After nine months of working as a senior consultant with IBM in Shenzhen, China, helping our customer Huawei, I was chosen to lead the lab services business at IBM China's headquarters in Beijing. It was a pretty thrilling time for me as it was my first leadership position at IBM, and I was pretty determined to make it a success. I moved to Beijing with my daughter Lindsay, I was a single dad at the time, and got to work. (I will write something about being a single father in China in the early oughts later, oh the stories)
My new team seemed to me to be strong and highly competent, though my Chinese was pretty rough (it did get better). I got into the office every morning early, 7 am or even earlier, and left late into the evening, walking home after dark some days, putting in the hours needed to learn my new team members, my job, the marketplace we were competing in, and how I could improve upon the track record of my predecessor.
After a week or so of starting my job, I walked every day to the office and back, not because I wanted to be healthy but because before I could speak Chinese reasonably well, I had this bad habit of getting into a taxi and not being able to convey accurately to the driver where I wanted to go, ending up in a lot of random places all over Beijing, I started to notice something odd about my team. They never left the office. Like, really, ever. It was super weird.

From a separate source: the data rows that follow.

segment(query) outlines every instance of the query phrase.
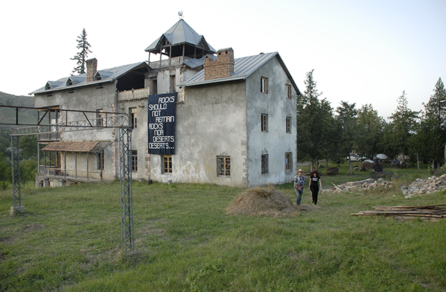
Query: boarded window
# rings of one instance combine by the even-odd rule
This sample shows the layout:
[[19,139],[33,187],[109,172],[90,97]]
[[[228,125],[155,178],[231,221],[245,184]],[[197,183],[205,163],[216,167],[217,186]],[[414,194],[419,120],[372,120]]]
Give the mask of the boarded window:
[[96,169],[104,170],[104,152],[96,154],[96,161],[98,162]]
[[289,99],[291,99],[291,86],[289,84],[286,85],[286,98]]
[[291,118],[286,117],[286,133],[291,133]]
[[132,171],[138,171],[138,150],[132,150]]
[[217,175],[218,177],[230,177],[231,176],[231,157],[230,156],[217,156]]
[[104,110],[97,109],[96,110],[96,126],[97,127],[102,127],[104,125]]
[[260,77],[260,92],[268,93],[268,78]]
[[285,170],[291,170],[291,152],[285,153]]
[[268,132],[268,115],[266,113],[261,115],[261,130],[262,132]]
[[136,128],[137,127],[137,108],[130,108],[130,120],[132,120],[132,127]]
[[262,175],[268,174],[268,154],[262,154]]
[[162,173],[172,173],[172,156],[162,156]]

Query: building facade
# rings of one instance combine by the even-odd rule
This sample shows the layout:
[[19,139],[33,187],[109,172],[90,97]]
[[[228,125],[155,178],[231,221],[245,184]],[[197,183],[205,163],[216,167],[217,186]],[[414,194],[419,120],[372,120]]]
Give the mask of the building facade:
[[[100,126],[113,113],[127,114],[133,127],[134,179],[237,187],[292,181],[300,92],[278,53],[234,58],[232,49],[215,51],[183,19],[146,51],[148,62],[105,70],[97,70],[97,60],[91,59],[86,74],[48,81],[33,92],[35,106],[54,108],[52,124],[89,116]],[[160,58],[151,60],[151,55]],[[150,131],[162,125],[149,123],[149,101],[167,93],[176,97],[170,118],[174,136],[167,137],[175,149],[153,154],[151,143],[165,138],[155,138]],[[58,108],[89,112],[68,117],[58,115]],[[36,184],[118,177],[116,131],[40,137],[45,162]]]

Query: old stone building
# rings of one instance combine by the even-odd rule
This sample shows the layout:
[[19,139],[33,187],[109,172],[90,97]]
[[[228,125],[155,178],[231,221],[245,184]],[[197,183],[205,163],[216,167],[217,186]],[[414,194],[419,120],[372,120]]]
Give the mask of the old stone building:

This went on for at least two weeks until I asked one of the engineers about her family and children, just making small talk. What she told me about her family, while interesting, was not the most potent part of the conversation. She very directly told me she had not really seen her son in weeks as she had been in the office working. This was pretty confusing to me, so I asked her if she needed me to reduce her workload so she could get home at a reasonable time. She was shocked at the suggestion.
She and my entire team were arriving early and waiting to leave until I left the building, even if they had no work to do, so that I would not be upset with them for not being willing to work as hard as the boss.

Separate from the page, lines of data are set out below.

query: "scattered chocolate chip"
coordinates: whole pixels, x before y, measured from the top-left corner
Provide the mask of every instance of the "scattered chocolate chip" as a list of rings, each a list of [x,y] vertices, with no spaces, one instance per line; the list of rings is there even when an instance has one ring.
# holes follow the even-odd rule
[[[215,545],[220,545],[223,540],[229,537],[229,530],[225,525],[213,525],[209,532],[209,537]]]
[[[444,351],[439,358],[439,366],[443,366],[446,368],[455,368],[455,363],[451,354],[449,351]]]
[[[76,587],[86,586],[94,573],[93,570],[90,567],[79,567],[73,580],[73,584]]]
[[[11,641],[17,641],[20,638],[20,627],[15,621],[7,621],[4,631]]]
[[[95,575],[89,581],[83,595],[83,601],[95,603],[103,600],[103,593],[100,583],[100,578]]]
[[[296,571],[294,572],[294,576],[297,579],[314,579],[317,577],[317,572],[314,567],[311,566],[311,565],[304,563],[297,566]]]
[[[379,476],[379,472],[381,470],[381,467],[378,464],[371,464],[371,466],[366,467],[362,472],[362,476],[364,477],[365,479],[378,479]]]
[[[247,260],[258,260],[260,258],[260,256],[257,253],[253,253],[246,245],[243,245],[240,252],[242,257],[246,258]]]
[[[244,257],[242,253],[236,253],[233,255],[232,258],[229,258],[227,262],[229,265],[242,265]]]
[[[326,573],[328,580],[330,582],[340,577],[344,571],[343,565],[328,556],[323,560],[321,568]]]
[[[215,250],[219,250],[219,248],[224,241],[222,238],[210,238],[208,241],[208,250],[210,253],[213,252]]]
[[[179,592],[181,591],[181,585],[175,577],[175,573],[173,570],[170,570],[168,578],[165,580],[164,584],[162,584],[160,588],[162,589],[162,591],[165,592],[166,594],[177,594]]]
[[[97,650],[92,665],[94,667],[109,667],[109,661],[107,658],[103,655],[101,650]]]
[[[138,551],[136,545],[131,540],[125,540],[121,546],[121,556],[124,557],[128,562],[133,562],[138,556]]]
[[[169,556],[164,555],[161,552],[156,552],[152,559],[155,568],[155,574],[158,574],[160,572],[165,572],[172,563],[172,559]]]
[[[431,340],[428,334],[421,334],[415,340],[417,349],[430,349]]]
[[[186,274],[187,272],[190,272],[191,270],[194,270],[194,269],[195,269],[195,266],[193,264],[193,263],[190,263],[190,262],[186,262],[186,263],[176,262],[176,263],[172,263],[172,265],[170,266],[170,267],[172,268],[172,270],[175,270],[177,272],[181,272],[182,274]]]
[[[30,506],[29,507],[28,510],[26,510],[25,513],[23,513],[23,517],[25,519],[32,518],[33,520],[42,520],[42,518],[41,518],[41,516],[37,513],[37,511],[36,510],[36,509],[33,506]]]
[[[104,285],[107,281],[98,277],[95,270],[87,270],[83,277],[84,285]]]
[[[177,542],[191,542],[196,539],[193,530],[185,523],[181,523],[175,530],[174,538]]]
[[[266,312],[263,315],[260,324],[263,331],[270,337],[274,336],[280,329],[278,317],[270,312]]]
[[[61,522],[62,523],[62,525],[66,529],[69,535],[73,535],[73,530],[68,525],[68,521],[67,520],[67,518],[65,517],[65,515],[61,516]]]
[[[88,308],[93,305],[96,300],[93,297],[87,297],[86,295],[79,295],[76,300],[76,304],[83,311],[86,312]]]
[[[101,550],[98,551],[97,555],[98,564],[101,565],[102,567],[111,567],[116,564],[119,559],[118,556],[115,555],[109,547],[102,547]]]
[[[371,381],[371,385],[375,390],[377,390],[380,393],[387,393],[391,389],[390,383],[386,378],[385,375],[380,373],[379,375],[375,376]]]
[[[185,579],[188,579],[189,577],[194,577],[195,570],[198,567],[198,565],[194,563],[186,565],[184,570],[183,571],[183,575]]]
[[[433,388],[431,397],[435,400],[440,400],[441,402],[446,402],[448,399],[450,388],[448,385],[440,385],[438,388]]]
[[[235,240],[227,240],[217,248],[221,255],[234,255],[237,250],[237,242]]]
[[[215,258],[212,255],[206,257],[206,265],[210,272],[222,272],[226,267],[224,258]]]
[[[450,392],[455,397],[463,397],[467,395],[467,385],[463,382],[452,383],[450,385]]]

Obviously, I scheduled a meeting and explained to the team that my expectation was not that they work as insane hours as I was willing to work and that I was far more interested in them doing a good job with their tasks rather than their appearing to work by being in the building. But far more importantly, I learned a key lesson. Culture, as Lou Gerstner said in his book Who Says Elephants Can’t Dance, isn’t a component of organizational leadership; culture is the whole game itself. Culture dictated in the early 2000s that my new Chinese team stay until the boss left. To gain the loyalty and mold my team into the organization I desired, I needed to invest much in learning their culture and applying some of my own.
And, most importantly, I learned to let my team go home.